= Virgilius of Arles =

Virgilius of Arles (died c. 610; Virgil, Virgile) was Archbishop of Arles in Gaul.

According to a life written in the eighth century he was born in a village of Aquitaine, became a monk, Abbot of Lérins, and Bishop of Arles, where he built a basilica of Saint Stephen and another of the Saviour. This life, accepted in its outlines by Mabillon and the Bollandists, is the scarcely modified reproduction of the Life of St. Maximus, Bishop of Riez, written by the patrician Dynamius before the death of Virgilius.

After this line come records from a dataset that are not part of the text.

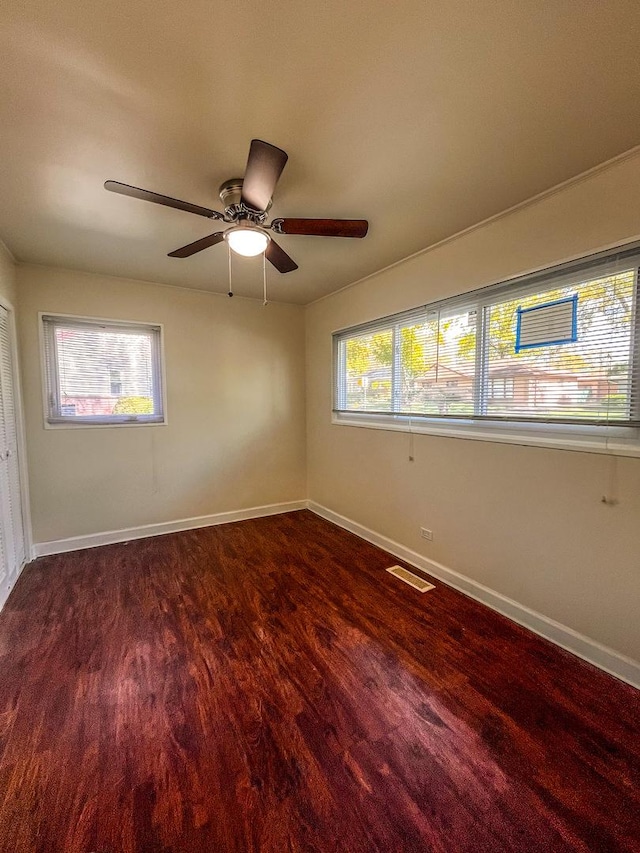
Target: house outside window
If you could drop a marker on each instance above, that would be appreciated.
(459, 359)
(102, 372)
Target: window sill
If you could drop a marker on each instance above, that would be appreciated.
(612, 441)
(81, 424)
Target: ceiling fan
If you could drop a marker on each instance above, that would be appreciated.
(246, 204)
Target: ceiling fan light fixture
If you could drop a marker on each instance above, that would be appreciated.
(247, 240)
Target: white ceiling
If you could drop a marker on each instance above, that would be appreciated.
(423, 116)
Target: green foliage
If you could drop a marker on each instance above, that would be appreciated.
(133, 406)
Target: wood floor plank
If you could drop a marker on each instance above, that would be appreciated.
(267, 686)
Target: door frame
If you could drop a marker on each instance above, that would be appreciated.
(21, 438)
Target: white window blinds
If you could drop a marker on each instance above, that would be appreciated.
(102, 372)
(560, 347)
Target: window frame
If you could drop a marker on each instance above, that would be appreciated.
(611, 437)
(57, 421)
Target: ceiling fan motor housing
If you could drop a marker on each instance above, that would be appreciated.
(231, 196)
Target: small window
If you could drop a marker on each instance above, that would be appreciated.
(102, 372)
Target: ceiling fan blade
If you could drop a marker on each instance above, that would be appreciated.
(198, 246)
(264, 167)
(322, 227)
(277, 256)
(147, 195)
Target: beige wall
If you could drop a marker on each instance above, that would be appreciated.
(527, 522)
(235, 401)
(7, 275)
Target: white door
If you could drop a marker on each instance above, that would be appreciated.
(12, 547)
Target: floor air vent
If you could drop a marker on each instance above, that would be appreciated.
(413, 580)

According to Gregory of Tours, Virgilius was first Abbot of the Abbey of St. Symphorian, Autun, and through the support of Syagrius, Bishop of Autun, succeeded Lizier as Bishop of Arles. In his zeal for the conversion of the numerous Jews whom trade attracted to Provence, Virgilius employed force. Gregory the Great wrote (591) to Virgilius, and to Theodore, Bishop of Marseille, praising their good intentions but recommending them to confine their zeal to prayer and preaching.

On 1 August 595, St. Gregory extended to Virgilius the title of pontifical vicar, granted to the bishops of Arles by Pope Zosimus (519); this dignity made him the intermediary between the Gallic episcopate and the Apostolic See. King Childebert was urged by the pope to assist Virgilius in exterminating simony from the Churches of Gaul and Germania. Gregory several times requested Virgilius (596, 601) to extend a welcome to Augustine of Canterbury and his monks, whom he was sending to England. On another occasion he recommended to his protection a monastery belonging to the Patrimony of the Roman Church of which Lizier had taken possession. In a letter to Virgilius and to Syagrius, Bishop of Autun, the pope complains (July, 599) of their negligence in not preventing the marriage of Syagria, a woman who, having embraced the religious life, had been violently given in marriage. In 601 Gregory advised Virgilius to assemble a council against simony and to induce the Bishop of Marseilles to reform his house.

On 23 August 613, Pope Boniface IV sent the pallium to Virgilius's successor Florian.